Ah, vintage patterns….. so lovely, but rarely in plus sizes!
No, worries! I’m going to share a method to MAKE them your size!
Disclaimer: I am not an expert pattern drafter. Take caution when grading up a pattern.
- To demonstrate this method I’m using a one-size vintage pattern.
- I’m grading this pattern up several sizes. Many sources suggest grading up only one or two sizes.
- This is just one method of pattern grading. There are many different methods that can be used to resize a pattern.
For this tutorial, I am sharing a basic method on how to resize a dress bodice. Basically, I am drawing horizontal and vertical lines on a pattern piece and cutting and spreading them apart to achieve a larger size.
These are the tools I used to grade up this pattern:
- Swedish Tracing Paper
- Tissue Paper
I like to use Swedish tracing paper to trace vintage patterns. You can use whatever tracing paper is your preference. The tissue paper is used for altering the pattern pieces and keeping it together after cutting and spreading the pattern. You can use your paper preference for that as well. Sometimes I also use a seam gauge, but I prefer clear rulers when I resize patterns like this. Sharpies are also not the best if you don’t want ink marks on your table, but they work well for sharing this method with you. You may prefer to use pencils instead.
The Pattern I’m Using
This pattern is a simple design from the 1950’s. If you can, try to use a pattern that is closest to your size. I have a few vintage patterns that are my bust size, but they are difficult to find.
Before I get into any mathematical equations, I start out by tracing my pattern pieces so that I have them ready to go. For me, it’s important to trace my pattern pieces as I don’t want to cut into my vintage pattern and alter it.
Next, I need to find my size on the pattern envelope and compare the pattern’s measurements to my own. I find the easiest way to do this is write down each set of measurements and then find the difference between each one by subtracting the vintage size from my size. I will then split up that difference, distributing it to resize my pattern. I would not just add 7 inches to the seam line, instead I will divide that number and spread it out.
For this pattern piece, I will be dividing the difference between the pattern measurements and my measurements by 4. This is how I reached this number: The 7 inches I need added to this pattern in order to get it to fit me needs to be shared for both the front and back of the bodice, which are 2 areas. As this piece is cut on the fold, I will need to break it down further to 2 more areas. Adding those 2 numbers together gives me the number 4, which are the 4 areas that I need to distribute the overall grade among my pattern pieces to achieve my size.
- Your size – pattern size = overall grade
- Overall grade divided by front/back + number of seams (or 2 for fold) = allocated grade
- 48 (my size) – 41 (pattern size) = 7 (the difference/overall grade)

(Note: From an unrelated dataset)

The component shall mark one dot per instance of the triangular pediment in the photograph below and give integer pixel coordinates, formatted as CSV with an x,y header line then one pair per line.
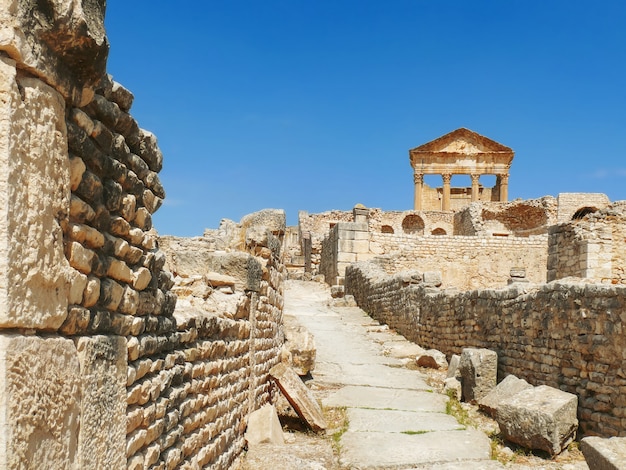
x,y
462,141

- 7 (overall grade) divided by 4 (front/back + fold) = 1.75 (amount I need to add to each piece – allocated grade)
Now, I need to figure out where I’m going to cut and spread my pattern piece. The diagram above shows some basic areas to increase the size using my figures from step two. You can add more lines, but just remember to evenly distribute your measurement differences.
Here is an example of other areas you can place cut lines.
I then take my ruler and add my cut lines, following my diagram.
For this pattern piece, I have 2 vertical lines, so I need to share 1.75″ (my figure from Step 3) between these 2 lines, essentially: 1.75″ divided by 2 = 0.87″.
For the horizontal line, the rule of thumb is 3/8″ per adult size. People generally don’t get taller as they grow wider, so this number is usually enough length to fit. You may want to adjust this to your body type.
- Allocated grade divided by number of vertical lines = amount to add between each vertical line
- 3/8 x number of sizes you that you have graded this pattern up divided by number of horizontal lines = amount to add between each horizontal line
I then spread the pattern pieces out on tissue paper according to my figures and tape them down.
Note: I am grading this pattern up basically 3 1/2 sizes, so the equation should be 3/8 x 3 1/2, but I am opting not to follow that rule for my bodice. My preference is to add that minimum amount on the horizontal line that I’ve drawn and then later adjust the original lengthen/shorten line to my preference after I am finished resizing this pattern. I am short-waisted, so if I want the waistline of the dress to hit me at that point, this is how I would do it. I would figure out what works best for you. You have a traced pattern, so you can experiment with what suits you.
After I’ve finished taping my pieces to the tissue paper, I draw new lines with my ruler and trim the edges. And there’s my new pattern piece!
For a difference in bust/waist measurements from the pattern measurements, I would figure the maths out differently for each area and grade between sizes, just as I would do for a multi-size pattern. I would either angle the pattern pieces to fit my measurements or draw lines and blend the measurements together.
For grading up the rest of this pattern, I will use the same basic concept on the skirt. Of course this method does not take into account any additional alterations like widening the sleeves or doing a full bust adjustment. This is just an example of enlarging a pattern from it’s initial size. You will need to amend any dart positions on your pattern after enlarging it and do any of your normal pattern alterations.